What’s the difference?

Portioning, for this purpose, means dividing a material or using it simultaneously. Taking turns means just that, the material (usually limited) gets passed along from one user to another. Of course, there are exceptions, but these guidelines mostly apply.

What can kids portion?

Materials with multiple pieces could be shared. Examples of this include building blocks or markers. These materials are generally put in the center of play or activities, and children use as needed. The material can be placed back for use by the group when not used. There is no need to count things out or establish precisely how many pieces each person should get. However, discuss with your children BEFORE playing what they think a reasonable amount per person would look like.
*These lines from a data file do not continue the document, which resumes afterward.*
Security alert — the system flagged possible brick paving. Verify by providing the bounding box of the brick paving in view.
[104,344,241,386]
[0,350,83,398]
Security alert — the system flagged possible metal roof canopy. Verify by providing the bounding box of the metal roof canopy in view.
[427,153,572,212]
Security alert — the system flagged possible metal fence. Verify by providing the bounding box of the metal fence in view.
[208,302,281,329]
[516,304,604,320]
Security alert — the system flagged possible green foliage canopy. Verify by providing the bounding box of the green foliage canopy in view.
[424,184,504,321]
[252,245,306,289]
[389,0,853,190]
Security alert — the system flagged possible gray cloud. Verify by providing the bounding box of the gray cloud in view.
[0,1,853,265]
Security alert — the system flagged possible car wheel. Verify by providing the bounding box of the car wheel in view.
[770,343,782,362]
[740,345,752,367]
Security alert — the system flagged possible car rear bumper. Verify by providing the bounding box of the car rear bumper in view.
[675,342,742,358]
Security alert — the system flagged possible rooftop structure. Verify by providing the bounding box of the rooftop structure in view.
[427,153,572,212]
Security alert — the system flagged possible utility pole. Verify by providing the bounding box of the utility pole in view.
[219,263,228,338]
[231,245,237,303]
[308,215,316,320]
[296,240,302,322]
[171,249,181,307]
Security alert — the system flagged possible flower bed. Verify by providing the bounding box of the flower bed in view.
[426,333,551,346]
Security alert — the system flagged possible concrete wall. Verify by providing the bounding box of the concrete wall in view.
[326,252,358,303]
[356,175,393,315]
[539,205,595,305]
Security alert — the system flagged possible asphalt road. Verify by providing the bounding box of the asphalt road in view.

Unfortunately, it’s not for everyone:

Imagine you went to work, and your supervisor asked you to share your wedding ring. It is sentimental to you, and you would prefer to keep it to yourself. Your child, also a person with feelings, has personal sentimental objects. I once witnessed a parent forcing their child to share their stuffed animal with an unknown child at the playground. It is simply not fair or respectful of the child. Some things are not meant to be shared. Talk with your child to identify which objects are personal to them and help them make the distinction. Not sharing all things can help when it comes to sharing. It also sends the child a message that you respect them and that sharing is a choice. Studies show that children who feel like they are not being forced to share are more likely to do so by choice.

Taking Turns Strategies:

Taking turns is a skill that can be taught. This includes teaching your child to say things like:

  • Can I use that when you are done with it?
  • Can I have that in X minutes? (Children can agree on a time and set a timer)
  • I am using that now, but you can have it when I am done with it.
  • Can I have a turn with that?
  • Can I use that and give it back?